Per questo nel grande palazzo pieno di meraviglia in cui l'ha portata (degno di quello della “Bestia” disneyana) Amore ha stabilito per lei una legge che non dovrà mai trasgredire: i loro incontri saranno sempre al buio, di notte. Per evitare di dover svelare la propria identità mostrifera.

Sappiamo tutti com'è andata a finire: sospinta dalle solite sorelle impiccione, la Psiche innamorata, decide di fare luce. In tutti i sensi. Accende una lampada mentre Amore giace al suo fianco e riesce perfino a svegliarlo perché una goccia d'olio bollente cade sul suo corpo nudo.

Amore però, è strano, alla luce della lampada di Psiche, non si manifesta affatto come un mostro. Ma la trasgressione del divieto, basta far scappare il bellissimo amante e lasciare Psiche nella più cupa disperazione.

Per ritrovarlo dovrà superare ben quattro difficilissime prove (decise dalla crudele Venere) compresa una discesa agli inferi. Salvata da un sonno mortale da Amore, verranno finalmente celebrate le nozze dalle quali viene generata un bel bebé chiamato eloquentemente Piacere (o Voluttà).

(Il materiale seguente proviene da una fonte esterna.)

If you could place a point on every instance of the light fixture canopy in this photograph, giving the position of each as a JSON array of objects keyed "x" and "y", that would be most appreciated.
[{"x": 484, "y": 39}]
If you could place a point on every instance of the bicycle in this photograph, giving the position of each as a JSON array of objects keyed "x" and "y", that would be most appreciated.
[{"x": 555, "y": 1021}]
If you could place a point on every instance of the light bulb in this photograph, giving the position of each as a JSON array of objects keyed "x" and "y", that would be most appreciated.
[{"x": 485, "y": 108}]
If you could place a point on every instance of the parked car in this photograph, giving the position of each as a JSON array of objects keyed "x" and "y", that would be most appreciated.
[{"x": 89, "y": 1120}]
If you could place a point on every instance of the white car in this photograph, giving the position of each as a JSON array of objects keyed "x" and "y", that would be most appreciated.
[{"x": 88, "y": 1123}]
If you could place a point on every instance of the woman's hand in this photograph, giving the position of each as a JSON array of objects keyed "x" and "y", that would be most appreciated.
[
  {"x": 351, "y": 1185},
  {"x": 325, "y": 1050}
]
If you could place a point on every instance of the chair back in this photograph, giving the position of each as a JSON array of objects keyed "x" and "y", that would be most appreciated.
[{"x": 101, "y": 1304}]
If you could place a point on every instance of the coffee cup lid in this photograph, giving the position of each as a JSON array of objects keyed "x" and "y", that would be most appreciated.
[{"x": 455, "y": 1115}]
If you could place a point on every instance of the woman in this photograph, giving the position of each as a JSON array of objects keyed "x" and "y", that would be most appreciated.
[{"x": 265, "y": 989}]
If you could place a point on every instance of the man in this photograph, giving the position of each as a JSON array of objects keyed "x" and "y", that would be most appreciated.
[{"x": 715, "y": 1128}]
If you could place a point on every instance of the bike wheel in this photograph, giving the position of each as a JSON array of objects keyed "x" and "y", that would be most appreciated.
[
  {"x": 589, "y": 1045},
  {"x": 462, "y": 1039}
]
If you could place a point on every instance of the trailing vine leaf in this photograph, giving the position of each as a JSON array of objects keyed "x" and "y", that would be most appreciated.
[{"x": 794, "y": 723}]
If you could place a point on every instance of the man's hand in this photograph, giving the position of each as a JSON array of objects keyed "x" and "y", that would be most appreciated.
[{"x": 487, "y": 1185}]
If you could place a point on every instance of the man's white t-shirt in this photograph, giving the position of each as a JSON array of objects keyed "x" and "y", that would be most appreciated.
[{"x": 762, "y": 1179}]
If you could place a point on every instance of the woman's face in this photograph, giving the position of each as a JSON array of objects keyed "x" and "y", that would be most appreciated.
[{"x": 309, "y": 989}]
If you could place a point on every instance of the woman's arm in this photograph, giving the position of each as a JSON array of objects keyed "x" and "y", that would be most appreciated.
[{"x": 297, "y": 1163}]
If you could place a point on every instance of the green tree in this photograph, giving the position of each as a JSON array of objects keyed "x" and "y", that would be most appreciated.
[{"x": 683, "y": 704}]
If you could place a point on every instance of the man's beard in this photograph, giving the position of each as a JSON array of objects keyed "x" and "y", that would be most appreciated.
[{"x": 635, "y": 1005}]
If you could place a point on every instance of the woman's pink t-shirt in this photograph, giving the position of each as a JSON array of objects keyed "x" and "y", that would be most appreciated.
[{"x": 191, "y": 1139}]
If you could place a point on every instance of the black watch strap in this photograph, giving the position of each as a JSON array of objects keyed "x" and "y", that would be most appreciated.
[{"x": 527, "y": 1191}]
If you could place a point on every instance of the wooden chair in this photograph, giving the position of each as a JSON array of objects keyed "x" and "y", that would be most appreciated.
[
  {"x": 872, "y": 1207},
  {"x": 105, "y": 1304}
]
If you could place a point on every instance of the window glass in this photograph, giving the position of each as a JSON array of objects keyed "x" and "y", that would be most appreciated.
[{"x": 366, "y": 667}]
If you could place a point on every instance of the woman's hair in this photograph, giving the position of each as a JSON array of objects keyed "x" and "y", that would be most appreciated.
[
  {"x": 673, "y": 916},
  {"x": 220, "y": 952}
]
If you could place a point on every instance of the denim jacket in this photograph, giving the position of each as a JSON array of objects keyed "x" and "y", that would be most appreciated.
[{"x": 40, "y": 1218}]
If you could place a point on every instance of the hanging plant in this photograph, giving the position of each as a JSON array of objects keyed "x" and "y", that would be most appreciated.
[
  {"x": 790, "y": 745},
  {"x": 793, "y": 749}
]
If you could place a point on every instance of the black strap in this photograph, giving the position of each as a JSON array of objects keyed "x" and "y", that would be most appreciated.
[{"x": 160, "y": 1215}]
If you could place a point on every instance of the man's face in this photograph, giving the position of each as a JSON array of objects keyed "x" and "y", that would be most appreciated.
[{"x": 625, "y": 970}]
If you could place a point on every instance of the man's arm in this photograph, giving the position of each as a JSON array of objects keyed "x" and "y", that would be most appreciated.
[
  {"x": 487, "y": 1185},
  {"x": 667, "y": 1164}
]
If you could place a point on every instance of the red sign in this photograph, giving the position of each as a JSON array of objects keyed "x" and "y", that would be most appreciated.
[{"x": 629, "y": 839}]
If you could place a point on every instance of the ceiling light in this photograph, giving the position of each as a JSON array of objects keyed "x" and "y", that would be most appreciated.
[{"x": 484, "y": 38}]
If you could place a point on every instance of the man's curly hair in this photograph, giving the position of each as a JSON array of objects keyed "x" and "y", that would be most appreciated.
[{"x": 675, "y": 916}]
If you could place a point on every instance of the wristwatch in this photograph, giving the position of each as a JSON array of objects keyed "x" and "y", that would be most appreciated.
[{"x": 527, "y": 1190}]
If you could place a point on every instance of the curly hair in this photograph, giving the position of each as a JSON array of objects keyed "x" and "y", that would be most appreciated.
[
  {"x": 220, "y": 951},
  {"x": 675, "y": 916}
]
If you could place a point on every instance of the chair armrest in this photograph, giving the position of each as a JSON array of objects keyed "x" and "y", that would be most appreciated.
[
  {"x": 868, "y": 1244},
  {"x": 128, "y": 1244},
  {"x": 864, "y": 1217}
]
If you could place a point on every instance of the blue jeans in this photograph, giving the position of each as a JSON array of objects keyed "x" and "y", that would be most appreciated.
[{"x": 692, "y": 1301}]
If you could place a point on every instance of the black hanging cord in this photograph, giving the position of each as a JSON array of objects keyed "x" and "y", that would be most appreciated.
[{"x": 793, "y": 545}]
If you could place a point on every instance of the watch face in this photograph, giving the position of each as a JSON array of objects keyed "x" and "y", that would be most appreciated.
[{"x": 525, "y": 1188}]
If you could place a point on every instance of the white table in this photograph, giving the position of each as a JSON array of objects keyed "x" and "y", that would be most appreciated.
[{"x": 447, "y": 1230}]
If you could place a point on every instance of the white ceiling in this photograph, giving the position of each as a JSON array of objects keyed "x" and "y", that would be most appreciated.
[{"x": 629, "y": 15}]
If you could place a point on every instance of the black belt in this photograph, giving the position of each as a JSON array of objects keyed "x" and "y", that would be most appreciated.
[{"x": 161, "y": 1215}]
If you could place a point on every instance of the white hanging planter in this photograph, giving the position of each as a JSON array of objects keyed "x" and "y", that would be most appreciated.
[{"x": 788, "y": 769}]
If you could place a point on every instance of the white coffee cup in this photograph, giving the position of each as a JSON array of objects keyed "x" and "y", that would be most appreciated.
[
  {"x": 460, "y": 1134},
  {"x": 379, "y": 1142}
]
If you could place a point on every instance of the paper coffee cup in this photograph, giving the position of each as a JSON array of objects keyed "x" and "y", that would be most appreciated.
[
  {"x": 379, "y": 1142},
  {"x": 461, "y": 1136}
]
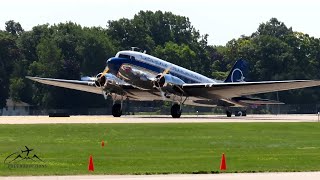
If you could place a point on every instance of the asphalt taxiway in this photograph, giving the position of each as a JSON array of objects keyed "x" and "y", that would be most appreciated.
[
  {"x": 168, "y": 119},
  {"x": 156, "y": 119},
  {"x": 224, "y": 176}
]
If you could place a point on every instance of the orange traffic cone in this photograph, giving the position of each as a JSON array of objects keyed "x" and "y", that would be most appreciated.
[
  {"x": 223, "y": 165},
  {"x": 90, "y": 166}
]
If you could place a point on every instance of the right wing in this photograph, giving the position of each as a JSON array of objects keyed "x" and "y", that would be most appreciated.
[{"x": 87, "y": 86}]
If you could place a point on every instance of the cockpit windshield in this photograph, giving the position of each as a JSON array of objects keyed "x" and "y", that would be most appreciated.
[{"x": 126, "y": 56}]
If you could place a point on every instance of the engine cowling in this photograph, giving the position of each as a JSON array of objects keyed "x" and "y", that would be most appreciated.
[
  {"x": 100, "y": 80},
  {"x": 167, "y": 82}
]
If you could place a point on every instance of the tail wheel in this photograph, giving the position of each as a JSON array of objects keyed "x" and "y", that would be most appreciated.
[
  {"x": 176, "y": 111},
  {"x": 116, "y": 110}
]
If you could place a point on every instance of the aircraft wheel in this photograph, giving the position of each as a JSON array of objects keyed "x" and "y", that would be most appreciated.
[
  {"x": 176, "y": 111},
  {"x": 116, "y": 110},
  {"x": 229, "y": 113}
]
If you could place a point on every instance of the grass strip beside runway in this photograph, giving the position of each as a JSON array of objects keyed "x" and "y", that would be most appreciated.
[{"x": 160, "y": 148}]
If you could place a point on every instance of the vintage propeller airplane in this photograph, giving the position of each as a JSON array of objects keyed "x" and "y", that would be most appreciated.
[{"x": 141, "y": 77}]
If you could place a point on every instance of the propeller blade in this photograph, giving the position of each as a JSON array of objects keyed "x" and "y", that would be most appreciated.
[
  {"x": 166, "y": 71},
  {"x": 105, "y": 71}
]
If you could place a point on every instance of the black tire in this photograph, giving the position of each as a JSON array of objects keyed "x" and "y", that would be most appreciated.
[
  {"x": 229, "y": 113},
  {"x": 116, "y": 110},
  {"x": 176, "y": 111}
]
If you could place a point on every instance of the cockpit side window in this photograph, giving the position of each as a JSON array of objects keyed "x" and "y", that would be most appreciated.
[{"x": 124, "y": 56}]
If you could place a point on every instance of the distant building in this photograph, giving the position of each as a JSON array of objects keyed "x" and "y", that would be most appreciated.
[{"x": 15, "y": 108}]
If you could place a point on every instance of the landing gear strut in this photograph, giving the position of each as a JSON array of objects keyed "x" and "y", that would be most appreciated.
[
  {"x": 176, "y": 111},
  {"x": 116, "y": 110},
  {"x": 236, "y": 113},
  {"x": 229, "y": 113}
]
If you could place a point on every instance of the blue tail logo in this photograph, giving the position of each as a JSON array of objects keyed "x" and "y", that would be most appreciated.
[{"x": 238, "y": 72}]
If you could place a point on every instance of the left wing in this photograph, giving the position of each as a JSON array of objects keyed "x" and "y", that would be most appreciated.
[{"x": 238, "y": 89}]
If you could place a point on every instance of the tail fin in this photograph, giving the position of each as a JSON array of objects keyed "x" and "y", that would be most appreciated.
[{"x": 238, "y": 72}]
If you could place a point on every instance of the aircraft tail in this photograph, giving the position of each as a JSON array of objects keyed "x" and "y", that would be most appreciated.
[{"x": 238, "y": 72}]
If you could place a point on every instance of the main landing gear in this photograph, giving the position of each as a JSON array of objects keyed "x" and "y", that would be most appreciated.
[
  {"x": 236, "y": 113},
  {"x": 176, "y": 111},
  {"x": 116, "y": 110}
]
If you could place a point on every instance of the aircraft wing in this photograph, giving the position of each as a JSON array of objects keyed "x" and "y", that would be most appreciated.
[
  {"x": 237, "y": 89},
  {"x": 87, "y": 86}
]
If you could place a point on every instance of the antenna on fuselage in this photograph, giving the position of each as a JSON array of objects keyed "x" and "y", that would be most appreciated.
[
  {"x": 138, "y": 49},
  {"x": 135, "y": 48}
]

In questo racconto c'è tutto. Una specie di bignami che ciascun essere umano alle prese con l'incanto dell'amore, dovrebbe conoscere a memoria.

Ma ahimé oggi i manuali per le relazioni amorose escono dalle rotative di Temptations Island.

In un paese, l'Italia, dove i cosiddetti “femminicidi” (termine quasi più orrendo dello stesso delitto al quale si riferisce) sono diventati la tipologia più diffusa di omicidio, l'educazione all'amore è precipitata a livelli pre-mitologici.

L'ingegno iniziale di Psiche di concedersi ad Amore senza sapere nulla di lui, poteva costarle cara. Era questo che voleva Venere, la narcisista per eccellenza.

Apuleio indica invece piuttosto chiaramente che Amore va indagato, deve esserlo. Specialmente quando qualcuno al di fuori, o lo stesso amante ha stabilito delle regole ingiuste e incomprensibili, che non c'entrano nulla con “l'amore”.

E' il coraggio e l'intraprendenza di Psiche a salvarla (e anche, in questo caso, la saggezza interessata delle sorelle): insomma, i mostri bisogna guardarli in faccia.

Se la lampada non viene accesa, i mostri rimangono sconosciuti.

La lampada bisogna accenderla, anche se il presunto Amore rischia di scapparsene volando, o rischia di manifestarsi come un mostro vero.

E chi vorrebbe accoppiarsi o giacere con un mostro?

La storia di Apuleio ha un lieto fine. Ma per i mortali le cose non vanno sempre così: negli ultimi tempi sempre meno.

Lieto fine sì, poi. Ma Psiche - l'anima incarnata - deve farsi un bel mazzo, se vuole arrivare a dama e conquistare L'Amore.

4 prove, ciascuna simbolica, che rappresentano quel che viene richiesto ad una scelta per essere davvero consapevoli.

Una bella faticaccia. Ma non si scappa. Gli amori narcisisti sono finti amori, il piacere al buio non è un vero piacere, le regole arbitrarie assomigliano ai capricci e alle vessazioni, il mostro è in agguato anche se il piacere notturno sembra bello e incantato.

Almeno finché non viene accesa la lampada.

Nell'anno domini 2025 sempre meno lampade sono accese, forse perché gli schermi digitali con touchscreen fanno una gran bella luce azzurrina. Peccato che rimandano soltanto l'immagine riflessa del nostro perduto desiderio.